The input data set is first reduced from the gene x sample space to
the reduced diagonalized eigenfeature x eigenassay space.

<<yeast_compute_eigensystem_data>>=
eigensystem <- compute(YeastData)
@ 

The eigenfeatures and eigenassays can subsequently be inspected based on the graphs generated with
\tt plot\rm. Up to 5 figures are displayed (\tt fig=TRUE\rm) or saved
as a pdf file (default \tt fig=FALSE\rm), using the \tt plots \rm argument as follows:
\begin{itemize}
\item {\bf fraction}: bar plot with the eigenexpression fractions of all eigenfeatures
\item {\bf zoomedFraction}: bar plot with the eigenexpression fractions of the eigenfeatures
after removal of the dominant eigenfeature(s)
\item {\bf heatmap}: heatmap of the eigenfeature x assay matrix with use of
  a given contrast factor
\item {\bf lines}: expression/intensity levels of eigenfeatures 1 to 4
  across the assays
\item {\bf allLines}: expression/intensity levels of all eigenfeatures
  across the assays
\end{itemize}

For this example, the bar plot with all eigenfeatures (\tt fraction\rm), the expression
levels of all eigenfeatures across the samples (\tt allLines\rm), and the heatmap of the
eigenfeature x assay matrix (\tt heatmap\rm) are generated, with {\it
YeastData} as prefix for visualization purpose.
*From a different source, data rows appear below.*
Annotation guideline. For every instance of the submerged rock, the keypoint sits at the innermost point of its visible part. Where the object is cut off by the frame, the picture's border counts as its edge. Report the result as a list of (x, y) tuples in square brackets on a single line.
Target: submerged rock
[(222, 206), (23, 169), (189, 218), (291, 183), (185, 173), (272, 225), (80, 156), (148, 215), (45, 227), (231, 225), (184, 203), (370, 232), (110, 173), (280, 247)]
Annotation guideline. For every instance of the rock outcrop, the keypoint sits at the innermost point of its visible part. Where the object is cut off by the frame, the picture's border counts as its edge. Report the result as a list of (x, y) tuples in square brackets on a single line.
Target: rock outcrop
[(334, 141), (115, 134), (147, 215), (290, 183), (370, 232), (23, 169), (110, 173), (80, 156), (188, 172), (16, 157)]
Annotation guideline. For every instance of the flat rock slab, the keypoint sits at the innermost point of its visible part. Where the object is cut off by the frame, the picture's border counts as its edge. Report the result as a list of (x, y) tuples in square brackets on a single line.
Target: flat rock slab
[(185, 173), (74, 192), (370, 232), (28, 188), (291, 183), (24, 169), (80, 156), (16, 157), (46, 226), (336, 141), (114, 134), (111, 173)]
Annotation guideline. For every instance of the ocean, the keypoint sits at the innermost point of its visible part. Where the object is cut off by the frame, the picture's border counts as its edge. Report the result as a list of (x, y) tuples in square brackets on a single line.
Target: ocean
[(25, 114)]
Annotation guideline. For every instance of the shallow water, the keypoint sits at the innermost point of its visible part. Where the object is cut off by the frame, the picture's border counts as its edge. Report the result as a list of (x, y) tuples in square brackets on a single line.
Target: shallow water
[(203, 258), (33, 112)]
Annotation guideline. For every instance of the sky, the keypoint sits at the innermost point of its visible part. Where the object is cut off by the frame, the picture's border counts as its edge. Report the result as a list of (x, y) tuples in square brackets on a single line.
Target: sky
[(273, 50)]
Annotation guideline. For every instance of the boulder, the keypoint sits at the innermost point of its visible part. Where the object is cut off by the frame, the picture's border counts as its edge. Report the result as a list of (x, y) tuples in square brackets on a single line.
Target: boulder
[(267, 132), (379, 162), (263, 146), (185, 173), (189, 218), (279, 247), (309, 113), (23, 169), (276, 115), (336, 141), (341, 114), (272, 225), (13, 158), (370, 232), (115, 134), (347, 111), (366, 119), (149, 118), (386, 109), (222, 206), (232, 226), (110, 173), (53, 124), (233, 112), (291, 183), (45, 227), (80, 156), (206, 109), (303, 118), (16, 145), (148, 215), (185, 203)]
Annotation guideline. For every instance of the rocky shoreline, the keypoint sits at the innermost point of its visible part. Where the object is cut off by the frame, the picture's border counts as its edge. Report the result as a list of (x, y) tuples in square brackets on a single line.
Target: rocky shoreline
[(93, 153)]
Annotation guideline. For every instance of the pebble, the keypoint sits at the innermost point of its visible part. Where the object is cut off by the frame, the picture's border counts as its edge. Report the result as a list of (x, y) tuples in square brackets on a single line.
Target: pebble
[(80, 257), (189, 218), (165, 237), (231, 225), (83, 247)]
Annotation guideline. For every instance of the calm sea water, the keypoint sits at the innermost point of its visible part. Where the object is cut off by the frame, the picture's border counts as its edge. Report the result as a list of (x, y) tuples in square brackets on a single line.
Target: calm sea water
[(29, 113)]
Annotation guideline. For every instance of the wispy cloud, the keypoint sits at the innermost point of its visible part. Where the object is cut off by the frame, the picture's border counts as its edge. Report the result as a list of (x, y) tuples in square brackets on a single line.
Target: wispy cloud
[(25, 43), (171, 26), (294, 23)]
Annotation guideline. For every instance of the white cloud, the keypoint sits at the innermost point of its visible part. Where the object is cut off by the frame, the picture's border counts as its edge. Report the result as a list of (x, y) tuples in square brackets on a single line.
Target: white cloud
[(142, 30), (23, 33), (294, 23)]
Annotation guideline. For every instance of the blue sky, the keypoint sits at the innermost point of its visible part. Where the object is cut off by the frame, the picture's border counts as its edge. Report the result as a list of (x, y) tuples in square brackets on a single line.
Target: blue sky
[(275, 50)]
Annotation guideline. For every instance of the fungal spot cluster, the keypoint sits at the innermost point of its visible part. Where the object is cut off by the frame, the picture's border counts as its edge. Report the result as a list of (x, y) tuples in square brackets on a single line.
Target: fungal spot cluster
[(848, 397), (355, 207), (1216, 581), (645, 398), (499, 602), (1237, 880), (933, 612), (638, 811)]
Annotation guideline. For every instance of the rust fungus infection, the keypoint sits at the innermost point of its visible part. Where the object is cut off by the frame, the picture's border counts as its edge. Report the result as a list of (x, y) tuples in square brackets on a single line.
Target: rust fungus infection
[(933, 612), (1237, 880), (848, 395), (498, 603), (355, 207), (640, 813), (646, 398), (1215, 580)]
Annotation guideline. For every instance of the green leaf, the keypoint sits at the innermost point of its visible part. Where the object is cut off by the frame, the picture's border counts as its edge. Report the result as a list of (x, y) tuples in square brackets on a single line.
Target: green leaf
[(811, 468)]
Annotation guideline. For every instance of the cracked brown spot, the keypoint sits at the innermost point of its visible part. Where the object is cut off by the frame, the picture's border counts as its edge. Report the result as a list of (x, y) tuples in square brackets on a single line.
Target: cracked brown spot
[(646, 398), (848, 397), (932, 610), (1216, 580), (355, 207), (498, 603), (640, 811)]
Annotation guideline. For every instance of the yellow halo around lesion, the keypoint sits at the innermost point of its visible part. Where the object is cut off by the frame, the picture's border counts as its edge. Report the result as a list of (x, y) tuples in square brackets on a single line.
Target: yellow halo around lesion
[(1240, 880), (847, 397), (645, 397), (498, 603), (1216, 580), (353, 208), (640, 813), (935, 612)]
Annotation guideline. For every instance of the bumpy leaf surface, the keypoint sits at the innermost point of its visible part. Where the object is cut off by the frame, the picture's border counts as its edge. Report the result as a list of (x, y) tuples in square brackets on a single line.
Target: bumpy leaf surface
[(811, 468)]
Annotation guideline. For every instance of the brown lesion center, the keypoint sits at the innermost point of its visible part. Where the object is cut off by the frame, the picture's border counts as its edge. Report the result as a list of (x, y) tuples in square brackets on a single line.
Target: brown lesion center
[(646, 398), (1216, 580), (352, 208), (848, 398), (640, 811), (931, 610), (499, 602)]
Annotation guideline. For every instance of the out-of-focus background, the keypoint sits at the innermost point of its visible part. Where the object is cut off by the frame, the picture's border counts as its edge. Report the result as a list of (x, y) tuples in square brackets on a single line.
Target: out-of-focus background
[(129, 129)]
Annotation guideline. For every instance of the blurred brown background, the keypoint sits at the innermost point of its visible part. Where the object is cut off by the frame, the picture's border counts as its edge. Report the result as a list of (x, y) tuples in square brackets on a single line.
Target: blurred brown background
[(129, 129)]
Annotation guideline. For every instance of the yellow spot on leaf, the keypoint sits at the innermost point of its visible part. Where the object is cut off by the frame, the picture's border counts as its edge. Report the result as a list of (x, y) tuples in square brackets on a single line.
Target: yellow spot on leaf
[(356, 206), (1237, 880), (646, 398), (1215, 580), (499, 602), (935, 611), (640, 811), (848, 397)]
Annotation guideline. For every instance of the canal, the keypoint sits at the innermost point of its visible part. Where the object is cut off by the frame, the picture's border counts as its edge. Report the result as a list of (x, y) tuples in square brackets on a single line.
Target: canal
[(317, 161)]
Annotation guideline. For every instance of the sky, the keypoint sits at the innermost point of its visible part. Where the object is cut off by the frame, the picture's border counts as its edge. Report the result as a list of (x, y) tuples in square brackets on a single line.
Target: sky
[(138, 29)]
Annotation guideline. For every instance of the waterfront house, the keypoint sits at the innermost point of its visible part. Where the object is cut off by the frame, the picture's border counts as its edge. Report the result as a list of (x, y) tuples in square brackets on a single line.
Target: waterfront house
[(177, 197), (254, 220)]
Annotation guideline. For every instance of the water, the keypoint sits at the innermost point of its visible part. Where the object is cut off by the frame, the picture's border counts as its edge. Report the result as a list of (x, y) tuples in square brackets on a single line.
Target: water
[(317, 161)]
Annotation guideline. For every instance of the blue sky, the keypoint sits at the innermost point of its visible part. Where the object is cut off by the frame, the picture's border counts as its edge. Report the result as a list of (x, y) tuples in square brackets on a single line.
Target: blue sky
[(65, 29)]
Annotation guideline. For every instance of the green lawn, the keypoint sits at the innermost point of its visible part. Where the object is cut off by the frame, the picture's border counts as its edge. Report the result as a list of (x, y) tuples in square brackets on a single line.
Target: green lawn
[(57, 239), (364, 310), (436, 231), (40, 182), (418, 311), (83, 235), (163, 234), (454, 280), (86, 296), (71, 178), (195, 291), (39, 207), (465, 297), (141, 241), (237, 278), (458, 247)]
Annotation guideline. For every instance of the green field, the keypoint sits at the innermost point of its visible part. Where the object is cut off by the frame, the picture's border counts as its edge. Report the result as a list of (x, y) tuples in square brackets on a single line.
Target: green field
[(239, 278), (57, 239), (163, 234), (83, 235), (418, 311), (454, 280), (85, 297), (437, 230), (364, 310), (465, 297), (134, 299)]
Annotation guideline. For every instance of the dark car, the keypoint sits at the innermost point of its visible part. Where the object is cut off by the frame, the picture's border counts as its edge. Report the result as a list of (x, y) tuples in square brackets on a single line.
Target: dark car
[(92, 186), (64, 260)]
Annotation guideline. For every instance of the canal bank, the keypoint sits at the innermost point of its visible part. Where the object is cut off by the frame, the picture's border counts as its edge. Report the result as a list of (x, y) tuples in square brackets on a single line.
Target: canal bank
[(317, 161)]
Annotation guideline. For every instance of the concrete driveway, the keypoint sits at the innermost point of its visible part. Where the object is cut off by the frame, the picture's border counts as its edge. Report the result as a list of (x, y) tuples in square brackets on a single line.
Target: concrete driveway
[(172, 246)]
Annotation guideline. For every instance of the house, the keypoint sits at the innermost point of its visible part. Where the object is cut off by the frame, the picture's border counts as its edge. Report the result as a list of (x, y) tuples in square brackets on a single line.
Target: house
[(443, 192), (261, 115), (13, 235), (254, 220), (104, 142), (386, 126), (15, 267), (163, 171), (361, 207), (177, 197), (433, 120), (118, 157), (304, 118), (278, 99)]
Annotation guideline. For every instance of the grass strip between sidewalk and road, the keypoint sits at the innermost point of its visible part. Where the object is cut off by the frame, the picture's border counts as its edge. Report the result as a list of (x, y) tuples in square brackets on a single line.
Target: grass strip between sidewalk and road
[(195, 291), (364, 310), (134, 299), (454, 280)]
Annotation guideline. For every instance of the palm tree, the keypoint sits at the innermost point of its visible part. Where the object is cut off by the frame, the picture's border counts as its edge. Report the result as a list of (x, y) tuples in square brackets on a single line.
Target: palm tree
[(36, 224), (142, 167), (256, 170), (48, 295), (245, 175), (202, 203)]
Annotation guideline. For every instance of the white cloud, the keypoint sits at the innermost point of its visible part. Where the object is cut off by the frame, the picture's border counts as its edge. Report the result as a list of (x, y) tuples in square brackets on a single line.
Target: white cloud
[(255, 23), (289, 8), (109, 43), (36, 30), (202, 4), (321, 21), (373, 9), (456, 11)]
The bar
plot shows that the first eigenfeature captures 89\% of the overall
relative expression in the experiment. The entropy of the data set is
therefore low (0.18 $\ll$ 1). The expression level of the first
eigenfeature across the samples as displayed in the \tt allLines \rm
graph shows a time-invariant relative expression during the cell
cycle. The low entropy in combination with the steady-state expression
captured in the first eigenfeature suggests that the underlying
processes are manifested by weak perturbations of a steady state of
expression. The second eigenfeature
describes an initial transient increase in relative expression
superimposed over time-invariant relative expression, and is therefore
inferred to represent response to synchronization in the cell
cycle. Inspecting the remaining eigenfeature patterns across the samples
reveals that eigenfeature 8 and 10 to 18 all show rapidly varying
relative expression during the cell cycle. They can therefore be
considered as noise. The heatmap of the eigenfeatures by samples
reveals the same information, with a clear constant expression for
eigenfeature 1.

<<yeast_plot_eigensystem_data_fraction, fig=TRUE>>=
plot(eigensystem, plots="fraction", figure=TRUE)
fractions(eigensystem)[[1]]
@ 

<<yeast_plot_eigensystem_data_lines, fig=TRUE>>=
plot(eigensystem, plots="allLines", figure=TRUE)
@ 

<<yeast_plot_eigensystem_data_heatmap, fig=TRUE>>=
plot(eigensystem, plots="heatmap", figure=TRUE, prefix="YeastData")
@ 

We now use \tt exclude \rm to filter out steady-state
expression captured by eigenfeature 1, an experimental artifact
captured by eigenfeature 2 (i.e. initial response to synchronization
in the cell cycle), and noise captured by eigenfeatures 8 and 10 to 18.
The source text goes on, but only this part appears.